“A few Muslim leaders say that first they are Muslims and then only Indian. But, how is your being Muslim affected by the national independence and autonomies of the states?”
Hakim Ajmal Khan told this to a gathering of Muslim Leaders in 1920 in Delhi. One of the most well-known medical practitioners of the indigenous medicinal system during the early 20th century, Hakim dedicated his life to Hindu-Muslim unity.
Hakim believed, “Muslim leaders are blaming Hindus for the differences between Muslims and Hindus. Even if it is true, remaining aloof from any development is not a solution. If you behave like this, believe me, Indian Muslims will never be a part of any development. Of course, at times, there are a few Hindus who adopt a discriminatory attitude towards Muslims. You have every right to hate such bigoted Hindus. But, we cannot stall the development of our country because of these bigots.”
Hakim campaigned extensively for cow protection. In his view, Muslims should voluntarily stop slaughtering cows in respect of the Hindu sentiments.

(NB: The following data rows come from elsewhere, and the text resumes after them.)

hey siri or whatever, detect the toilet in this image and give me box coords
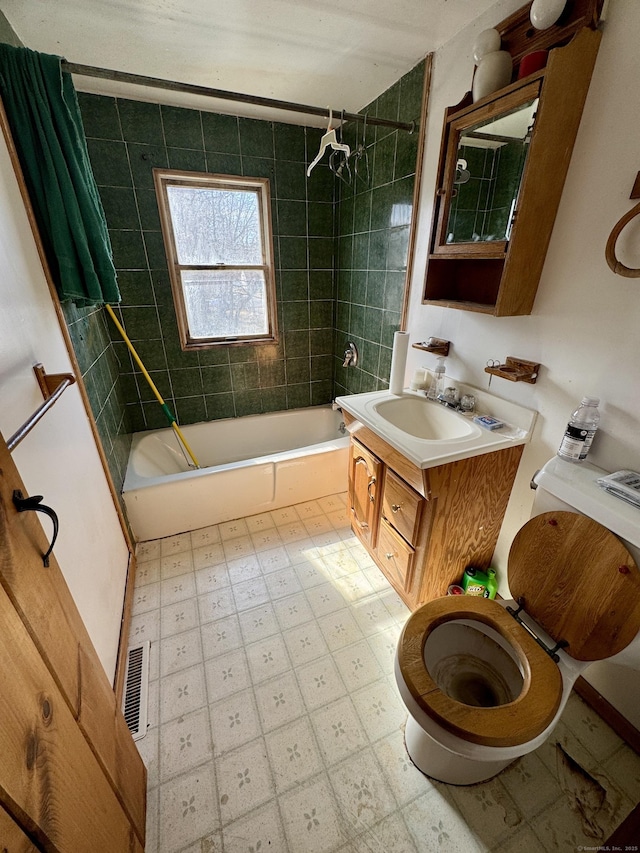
[394,457,640,785]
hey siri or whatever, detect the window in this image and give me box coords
[154,169,278,348]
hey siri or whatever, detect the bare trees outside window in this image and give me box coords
[154,170,278,349]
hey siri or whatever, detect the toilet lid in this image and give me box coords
[508,511,640,661]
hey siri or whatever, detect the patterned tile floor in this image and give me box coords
[131,493,640,852]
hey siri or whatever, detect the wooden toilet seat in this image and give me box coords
[397,596,563,748]
[398,511,640,749]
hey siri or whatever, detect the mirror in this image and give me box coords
[445,97,538,245]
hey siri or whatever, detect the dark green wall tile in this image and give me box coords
[119,305,162,339]
[235,390,263,417]
[162,105,203,149]
[109,230,147,269]
[231,362,260,391]
[78,93,122,140]
[262,387,288,412]
[242,156,276,181]
[284,330,309,358]
[202,365,233,393]
[143,231,168,269]
[309,271,334,300]
[310,328,333,356]
[258,359,286,387]
[239,118,274,159]
[279,236,307,270]
[99,185,139,229]
[205,392,236,420]
[127,143,169,188]
[311,380,333,405]
[202,112,240,154]
[309,238,333,270]
[310,300,333,329]
[372,133,396,188]
[283,301,310,331]
[280,270,308,301]
[286,357,310,384]
[171,367,204,398]
[286,384,310,409]
[118,270,155,305]
[87,139,132,186]
[206,152,242,174]
[135,188,162,230]
[277,200,307,236]
[133,338,168,371]
[167,147,207,172]
[276,160,307,201]
[175,396,207,424]
[118,100,163,144]
[274,123,306,162]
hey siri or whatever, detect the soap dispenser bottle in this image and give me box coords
[427,357,446,400]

In 1919, he told a large gathering of Muslims, “We are, and should be, fully cognisant of the fact that cow-killing seriously annoys our fellow-countrymen. But before holding out any assurance to them, we must first see in what light our religion views this question. We must also determine the extent to which- "Qurbani " is enjoined upon us irrespective, of course, of the slaughter of cows. According to Islam, Qurbani or sacrificial offering, is only a Sunnat-i-Muwakkidah (a practice observed by the Prophet and emphatically enjoined on his followers) which Mussalmans, as long as they can afford it, must observe. Now it is a matter of choice to fulfill this observance by sacrificing camels, sheep, goats, or cows, which simply means that any of these animals can be fit offerings.”
Hakim Ajmal Khan
At the same stage, Hakim shared several Hadith which emphasized upon the preference of goats, sheep, and other animals for sacrifice. The Hindus, in his opinion, were already trying to befriend Muslims and it was time for the Muslims to reciprocate.
Hakim was the first, and still the only, Muslim leader to have presided over a session of Hindu Mahasabha. His selfless devotion to the cause of unity was acknowledged by Hindu Mahasabha as well. Hakim was invited to speak at its session as a Chair in 1921.
Hakim stressed the need for Hindu-Muslim unity and stopping cow slaughter. He complained to the Mahasabha leadership that their cow protection movement targeted only Muslims while the colonial rulers were killing more cows for beef. He asked them to widen and strengthen the movement so that it could challenge British power as well.
Hakim wrote, “I have no doubt that the secret of the progress of our country lies in the unity of the Hindus, the Mussulmans, and other races of India. Such a unity should not be based on policy, for that in my opinion would be only a kind of armistice….. So highly do I prize this unity; that if the country gave up all other activities and achieved that alone, I would consider the Khilafat and Swaraj questions automatically solved to our satisfaction.”